La Jolla Shores dining promenade gets permit to make it permanent
Just days before its previous permit was set to expire, a new permit extending the outdoor dining program in La Jolla Shores has been approved. This time, it won’t require renewals.
A right-of-way permit to keep a stretch of Avenida de la Playa permanently closed to vehicle traffic was approved by the San Diego Development Services Department on Aug. 6, the city said. A traffic control permit from the Transportation Department also is expected to be approved.
“I’m grateful the city departments, the community and merchants were able to work together to achieve this outcome,” San Diego City Council President Joe LaCava, whose District 1 includes La Jolla, said in a statement to the La Jolla Light.
A week earlier, city spokesman Richard Berg told the Light that an application for the right-of-way permit was filed by the La Jolla Shores Business Association in an effort to make the street dining area — called a promenade — a permanent fixture with no expiration date.

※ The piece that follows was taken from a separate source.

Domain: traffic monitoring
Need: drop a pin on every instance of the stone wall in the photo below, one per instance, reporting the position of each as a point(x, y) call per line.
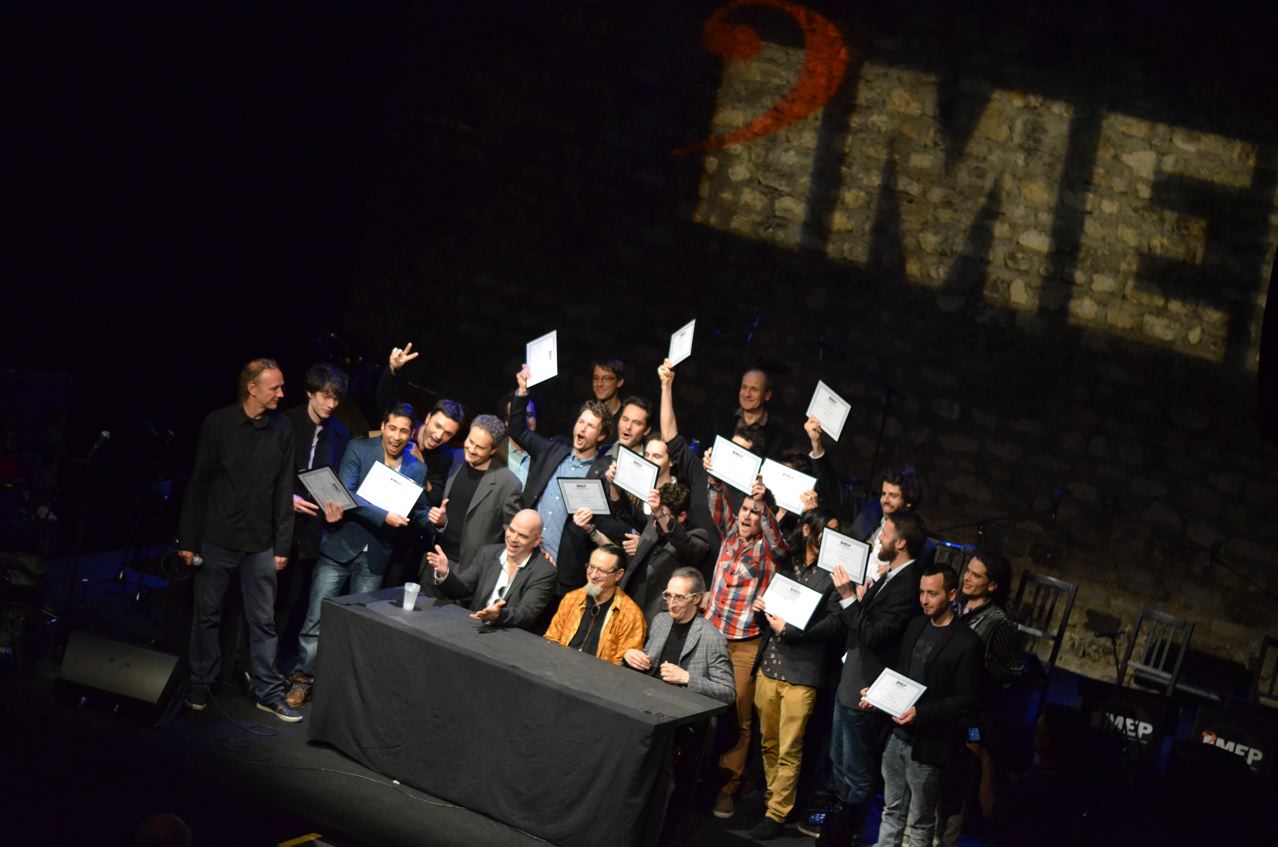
point(1031, 244)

The previous permit was issued by the San Diego Special Events & Filming Department and required periodic renewals. It was scheduled to expire Saturday, Aug. 9, according to Berg.
The section of Avenida de la Playa between El Paseo Grande and Calle de la Plata has been off limits to vehicles during certain hours since July 2020. At first, it was done to allow restaurants to provide outdoor seating during restrictions on indoor dining during the COVID-19 pandemic. But the program has remained due to its popularity and has been allowed under the city special events permit.

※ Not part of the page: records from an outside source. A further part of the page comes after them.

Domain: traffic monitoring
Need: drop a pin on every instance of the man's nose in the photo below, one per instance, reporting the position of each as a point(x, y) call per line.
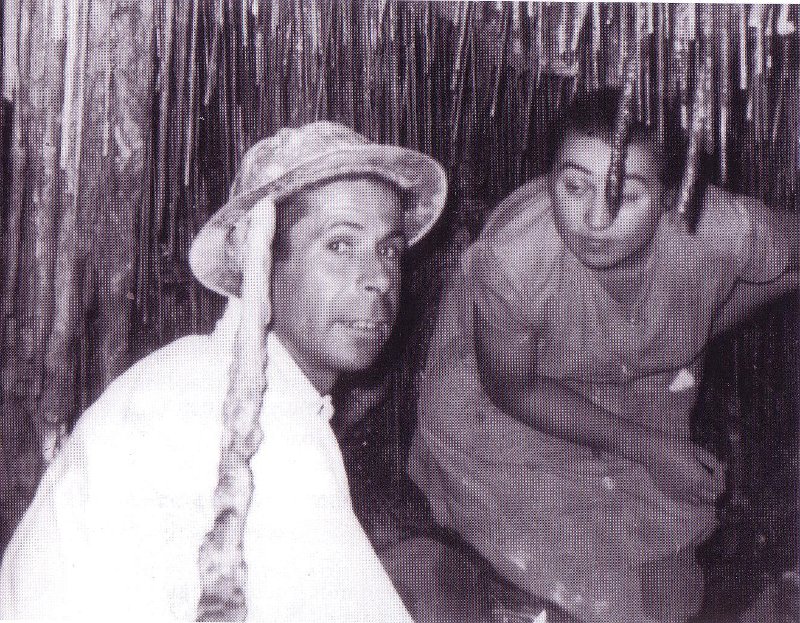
point(598, 216)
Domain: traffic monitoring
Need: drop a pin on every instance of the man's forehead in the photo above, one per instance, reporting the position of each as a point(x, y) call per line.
point(593, 153)
point(363, 201)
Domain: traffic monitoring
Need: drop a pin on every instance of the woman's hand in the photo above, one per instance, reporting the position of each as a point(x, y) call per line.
point(683, 470)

La Jollan Phil Wise, who spearheaded The Shores outdoor dining project and has since worked to keep it alive, said the promenade will be closed to traffic around the clock, with the condition that a 20-foot buffer be provided for emergency vehicles. Restaurants will individually be responsible for getting permits to extend their outdoor dining further into the street, he said.

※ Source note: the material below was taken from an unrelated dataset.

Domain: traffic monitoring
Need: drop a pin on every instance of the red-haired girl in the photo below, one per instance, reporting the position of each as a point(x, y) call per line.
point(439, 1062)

Wise added that the new permit calls for 11 parking spaces to be provided in the next two years to replace spaces lost to the street dining.
In 2023, the San Diego City Council consented to new California Coastal Commission regulations that require establishments closest to the beach to replace any public parking spaces taken by dining areas they operate on the street.
Replacement spaces must be within 1,200 feet (less than a quarter-mile) of the lost spaces.
The original estimate of replacement parking spaces needed in The Shores was 26. But with three spaces taken away by the new “daylighting” law that prohibits street parking within 20 feet of an intersection or a crosswalk, two spaces adjacent to storm drains and 10 spaces designated as “no parking” that were determined could become legal parking spaces, the replacement number was reduced to 11, according to Berg and Wise.
The location of those spaces is the same as in a plan that received narrow support from the La Jolla Shores Association last year.
The proposal would reduce the width of a sandy berm that divides the Kellogg Park parking lot on the west side of Camino del Oro and create new parking spaces. The plan originally was for 24 spaces.
“The width of the asphalt near Kellogg Park along Camino del Oro will be widened, with no impact on the park’s current area,” according to Berg.